Le discours ambiant sur la transition énergétique est aussi creux qu’un poids lourd diesel en panne. En 2023, le transport routier représente 94 % des émissions du secteur, laissant les transports aériens, maritimes et ferroviaires dans l’ombre. Alors que la France clame haut et fort son engagement envers l’environnement, il serait temps de se demander : qui croit encore à cette mascarade ?

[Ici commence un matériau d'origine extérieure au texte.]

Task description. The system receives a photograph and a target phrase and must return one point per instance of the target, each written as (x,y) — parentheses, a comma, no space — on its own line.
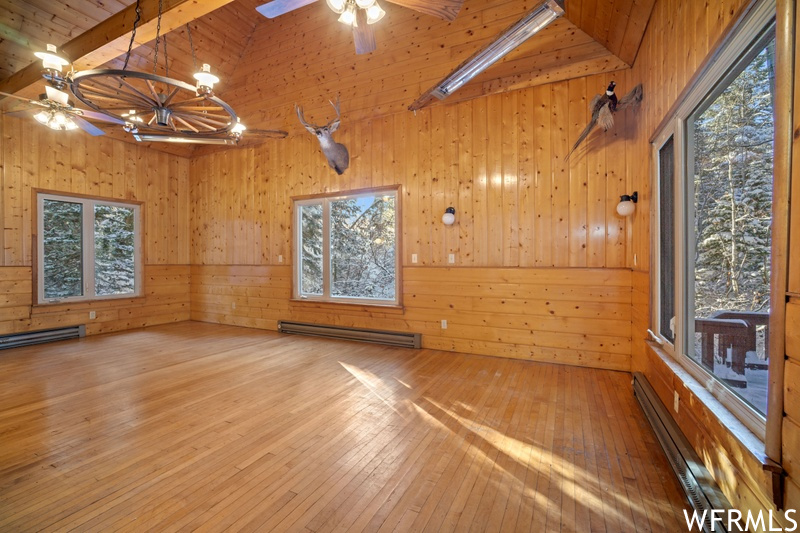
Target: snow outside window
(346,248)
(87,249)
(713,169)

Ce qui se passe réellement
Les véhicules particuliers, responsables de 53 % des émissions routières, sont le symbole d’une société accro à la voiture. Pendant ce temps, les poids lourds, avec leur 22 % d’émissions, sont souvent considérés comme des acteurs indispensables de l’économie. Mais à quel prix ? En 2022, les poids lourds émettaient en moyenne 1209 grammes de CO2 par kilomètre, un chiffre qui n’a pas bougé depuis 1990. Cette stagnation est le résultat d’une dépendance presque totale au diesel thermique, qui freine toute initiative de décarbonation.
Pourquoi ça dérange
La transition vers des alternatives comme l’hydrogène ou l’électrique est entravée par des coûts prohibitifs. Un poids lourd électrique coûte environ 276 000 euros, contre 115 000 pour un modèle diesel. Cette différence de prix illustre une réalité cruelle : les petites entreprises, déjà étouffées par des charges écrasantes, ne peuvent pas se permettre d’investir dans un avenir plus vert. Que fait notre gouvernement pour soutenir ces acteurs ? Des promesses, des aides, mais peu de résultats tangibles. L’État a beau annoncer des subventions allant jusqu’à 100 000 euros par véhicule, la question demeure : est-ce suffisant pour changer la donne ?
Ce que ça révèle
Les décisions politiques semblent se heurter à la réalité économique. Les aides à l’électrification, comme celles mises en place par EDF, ne suffisent pas à masquer l’inefficacité d’une politique qui reste largement déconnectée des besoins des acteurs du secteur. La mise en place de bornes de recharge, évaluée à 110 000 euros, ne fait qu’ajouter une couche de complexité à une transition déjà chaotique. Si le gouvernement veut vraiment réduire les émissions, il doit agir avec davantage de détermination.
Lecture satirique
Imaginez un monde où les poids lourds sont tous électriques, où les routes ne sont plus des poubelles à CO2. Cela sonne comme un rêve, n’est-ce pas ? Pourtant, la réalité est que nous sommes coincés dans un cycle de promesses vides. Pendant que nos dirigeants se congratulent pour des initiatives qui n’atteignent même pas les résultats escomptés, les camions continuent de polluer. Les discours de transition énergétique ressemblent à une pièce de théâtre où le public applaudit, mais où les acteurs n’ont pas de script.
À quoi s’attendre
Si le gouvernement et les entreprises ne prennent pas conscience de l’ampleur du défi, la France risque de rester sur la voie de la déroute écologique. Le temps est compté, et il est impératif d’anticiper les coûts de cette transition. Les petites entreprises doivent être soutenues, non seulement par des promesses, mais par des actions concrètes. La prochaine fois que vous réserverez un transport, pensez à comparer les options, à éviter les frais cachés et à soutenir ceux qui s’engagent réellement dans cette transition.